Writer Ray Fisman explains that before sentencing a defendant, a judge gets a recommendation, which is based on factors like the nature of the offense. The Ph.D. student, Emily Owens, discovered that errors in the sentencing worksheets filled out by prosecutors and signed off on by defense attorneys were leading to judges getting incorrect recommendations. Fisman writes:
With the stakes so high—months and years of freedom gained or lost—how could Maryland’s Sentencing Policy Commission have been so sloppy? For academic research—a matter trivial by comparison—it’s common to have data entered independently by at least two typists, whose output is then cross-checked for accuracy. Yet it turns out that complacent bureaucrats weren’t to blame for the sentencing mistakes. The work sheet had to be filled out by the state attorney prosecuting the case, with the final form signed and approved by the defense attorney (who, if he was doing his job properly, would have done the work sheet calculations independently). The commission had, by design, handed off the task of work sheet completion to parties that it assumed would have every incentive to get the numbers right, but it apparently never accounted for widespread incompetence in Maryland’s legal profession.

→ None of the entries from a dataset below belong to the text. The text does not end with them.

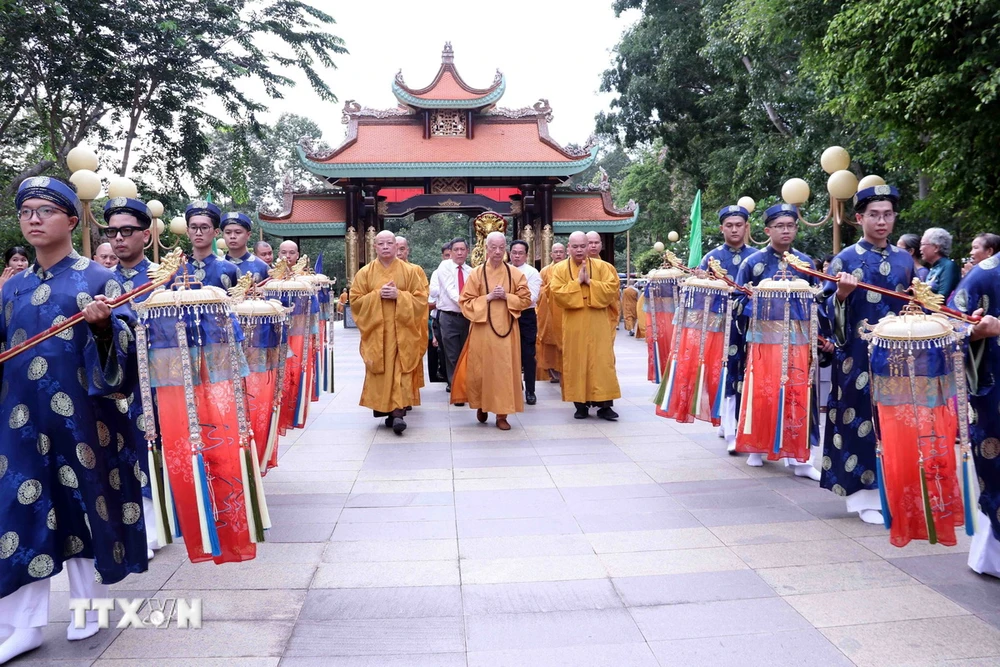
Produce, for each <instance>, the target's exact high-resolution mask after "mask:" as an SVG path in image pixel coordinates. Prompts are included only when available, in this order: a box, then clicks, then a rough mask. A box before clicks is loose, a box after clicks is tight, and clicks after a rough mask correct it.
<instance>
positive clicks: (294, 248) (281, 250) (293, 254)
mask: <svg viewBox="0 0 1000 667" xmlns="http://www.w3.org/2000/svg"><path fill="white" fill-rule="evenodd" d="M278 259H287V260H288V263H289V264H294V263H295V262H297V261H299V244H298V243H296V242H295V241H282V242H281V245H279V246H278Z"/></svg>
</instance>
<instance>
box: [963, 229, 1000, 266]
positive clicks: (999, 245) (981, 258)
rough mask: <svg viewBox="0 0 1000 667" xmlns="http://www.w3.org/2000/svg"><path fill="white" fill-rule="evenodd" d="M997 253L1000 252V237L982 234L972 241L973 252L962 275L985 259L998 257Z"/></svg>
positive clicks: (993, 234)
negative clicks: (988, 257) (987, 258)
mask: <svg viewBox="0 0 1000 667" xmlns="http://www.w3.org/2000/svg"><path fill="white" fill-rule="evenodd" d="M997 251H1000V236H997V235H996V234H980V235H979V236H977V237H976V238H974V239H972V251H971V252H970V253H969V261H967V262H966V263H965V266H964V267H962V275H963V276H964V275H965V274H966V273H968V272H969V271H970V270H971V269H972V267H974V266H975V265H976V264H979V262H981V261H983V260H984V259H986V258H988V257H993V256H994V255H996V254H997Z"/></svg>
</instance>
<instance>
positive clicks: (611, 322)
mask: <svg viewBox="0 0 1000 667" xmlns="http://www.w3.org/2000/svg"><path fill="white" fill-rule="evenodd" d="M603 249H604V241H602V240H601V235H600V234H598V233H597V232H587V256H588V257H590V258H591V259H596V260H597V261H599V262H604V260H603V259H601V250H603ZM604 263H605V264H607V265H608V266H610V267H611V271H612V272H613V273H614V274H615V279H616V280H617V278H618V269H616V268H615V266H614V264H610V263H608V262H604ZM615 289H616V290H617V289H618V288H617V286H616V287H615ZM618 301H619V296H618V294H617V292H616V296H615V302H614V303H613V304H611V307H610V308H609V309H608V319H609V320H610V321H611V329H612V331H613V332H614V331H617V330H618V319H619V317H620V315H621V311H620V310H619V308H620V307H621V304H620V303H619V302H618ZM612 335H614V333H612Z"/></svg>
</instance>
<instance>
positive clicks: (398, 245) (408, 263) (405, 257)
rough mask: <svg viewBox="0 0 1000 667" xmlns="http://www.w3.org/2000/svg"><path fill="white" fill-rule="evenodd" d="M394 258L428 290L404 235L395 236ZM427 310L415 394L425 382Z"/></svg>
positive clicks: (414, 389) (413, 375)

Owens discovered that judges, who don’t have to follow sentencing recommendations, were definitely influenced by them. They gave longer sentences to those whose recommended sentences were mistakenly inflated and short sentences to those who wrongly got too-short recommendations. When she looked at how much time the offenders actually spent in jail, she found that the parole board managed to more or less normalize the sentences of those who had been incorrectly sentenced to too little time, but not the sentences of those who got too much time.